Since 2% appears to be the convenient concentration for maximal activation of the promoter in our experiment we used it as a reference and related the activity of other concentration to this concentration. Results are displayed in the second graph.
The third graph show the static response characteristic, dependence of activation on concentration, related to the 2% concentration.
Characterization by British Columbia iGEM 2011
Fluorescence Analysis of GFP expression as regulated by GPD and GAL Promoters
The GPD promoter (BBa_K517001), GAL promoter (BBa_K517000) and GAL1 promoter with Kozak sequence (BBa_J63006) as characterized by their regulation of the expression of a GFP reporter.
Microscopy images show that the BBa_K517001 GPD promoter is constitutively activated and there is induction of the BBa_K517000 GAL promoter when it is shifted to galactose media.

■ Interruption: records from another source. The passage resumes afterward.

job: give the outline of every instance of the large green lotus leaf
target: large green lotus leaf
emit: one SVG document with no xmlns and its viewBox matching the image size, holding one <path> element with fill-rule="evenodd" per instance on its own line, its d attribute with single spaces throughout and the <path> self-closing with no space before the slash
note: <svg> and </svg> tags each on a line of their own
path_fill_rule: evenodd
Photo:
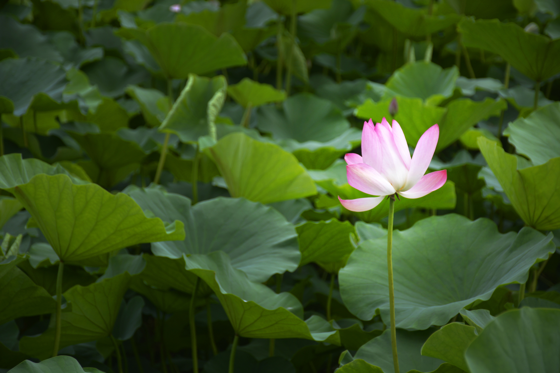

However, it is difficult to differentiate the expression of GFP under the regulation of the BBa_J63006 GAL Promoter with kozak sequence whether in glucose or galactose media. We have also analysed these by fluorescence activated cell sorting (FACS) (data available on BBa_K517000 and BBa_K517001 experience pages) but it remains ambiguous for the BBa_J63006 GAL Promoter. It would appear that were is a very weak constitutive expression of the GFP reporter under the BBa_J63006 GAL Promoter.
As a follow up to this experiment, we did a quick check of the BBa_J63006 GAL Promoter, but results were again not conclusive; there does not seem to be a clear induction of GFP expression when grown in galactose media.
DISCLAIMER: It may be that there was some error in cloning. We have to sequence to find out if we placed the BBa_J63006 GAL Promoter accurately into our GFP reporter construct. Nonetheless, PCR has been performed to confirm the presence of the BBa_J63006 GAL Promoter upstream of the GFP reporter. We are currently sequencing this construct and will have details at the Regional Jamboree 2011.
Another potential explanation for why this part may not have worked compared to our own BBa_K517000 GAL Promoter is that the kozak sequence may be interfering with expression of protein downstream; since the kozak sequence itself carries an ATG, it may be possible that this is competing with the ATG of the GFP to result in less expression even under galactose induction.
Improvement by USTC 2016
Our part is Part:
BBa_K2009363
.The SUP35NM gene we used is originally provided by Dong Men, PhD of Wuhan Insititue of Virology of Chinese Academy of Sciences, and the sequence is not quite the same as the existing sequence in the Parts Registry, for a lot of mutations have been done. The standardization of this gene is did by ourselves by adding the Biobrick prefix and suffix to its ends and doing a site mutation to eliminate the PstI cutting site inside it. Comparing to the sequence submitted by other team, our SUP35 gene is shorter, which means lower expressing pressure and the possibility to express more protein in the E.coli.